Its keep saying "Type or namespace definition, or end of file."

Hello I am a beginner, and I’m trying to make a script where you click a cube and it teleports you to a new scene, but it’s keep saying “Type or namespace definition, or end of file.”

here’s my script.

using System.Collections;
using System.Collections.Generic;
using UnityEngine;
using UnityEngine.SceneManagment;

public class Bruh : MonoBehaviour {
}
void Update()
{

}

private void OnMouseDown();
{
SceneManager.LoadScene(“World”);
}
}

Plz help!

Pay close attention to brackets. Your class is just about 0 lines in length, followed by two methods outside the class - one of which gets ended by a semicolon and thus has no body - and a random closing bracket that does not close anything. At least that is what the compiler sees, and thats why it is confused.

Also, please use code tags in the future.

Remember: NOBODY memorizes error codes. The error code is absolutely the least useful part of the error. It serves no purpose at all. Forget the error code. Put it out of your mind.

The important parts of an error message are:

  • the description of the error itself (google this; you are NEVER the first one!)
  • the file it occurred in (critical!)
  • the line number and character position (the two numbers in parentheses)

All of that information is in the actual error message and you must pay attention to it. Learn how to identify it instantly so you don’t have to stop your progress and fiddle around with the forum.

How to understand compiler and other errors and even fix them yourself:

https://discussions.unity.com/t/824586/8

As Yoreki said, you’ve got a lot of typos.

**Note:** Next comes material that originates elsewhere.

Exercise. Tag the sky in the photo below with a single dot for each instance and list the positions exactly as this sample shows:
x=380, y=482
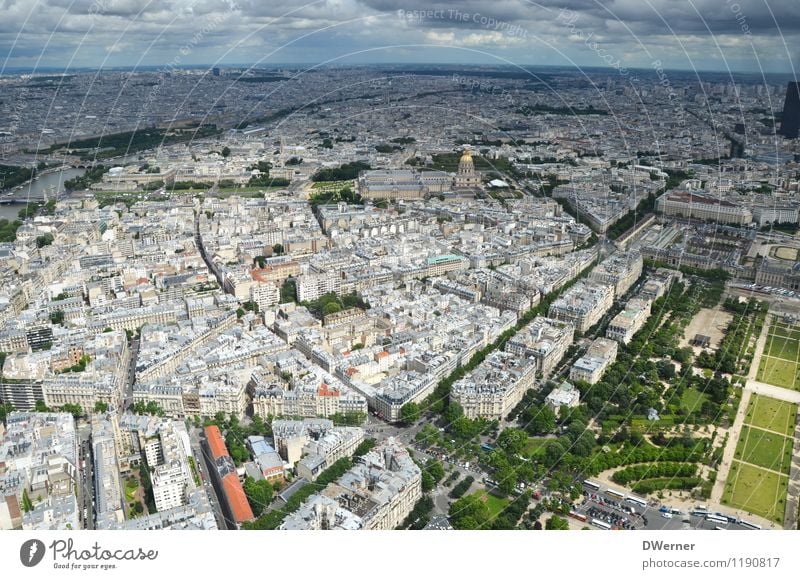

Assuming this is from a tutorial, here is how to do tutorials properly:

Tutorials are a GREAT idea. Tutorials should be used this way:

Step 1. Follow the tutorial and do every single step of the tutorial 100% precisely the way it is shown. Even the slightest deviation generally ends in disaster. That’s how software engineering works. Every single letter must be spelled, capitalized, punctuated and spaced (or not spaced) properly. Fortunately this is the easiest part to get right. Be a robot. Don’t make any mistakes. BE PERFECT IN EVERYTHING YOU DO HERE.

Step 2. Go back and work through every part of the tutorial again, and this time explain it to your doggie. See how I am doing that in my avatar picture? If you have no dog, explain it to your house plant. If you are unable to explain any part of it, STOP. DO NOT PROCEED. Now go learn how that part works. Read the documentation on the functions involved. Go back to the tutorial and try to figure out WHY they did that. This is the part that takes a LOT of time when you are new. It might take days or weeks to work through a single 5-minute tutorial. Stick with it. You will learn.

Step 2 is the part everybody seems to miss. Without Step 2 you are simply a code-typing monkey and outside of the specific tutorial you did, you will be completely lost.

Of course, all this presupposes no errors in the tutorial. For certain tutorial makers (like Unity, Brackeys, Imphenzia, Sebastian Lague) this is usually the case. For some other less-well-known content creators, this is less true. Read the comments on the video: did anyone have issues like you did? If there’s an error, you will NEVER be the first guy to find it.

Beyond that, Step 3, 4, 5 and 6 become easy because you already understand!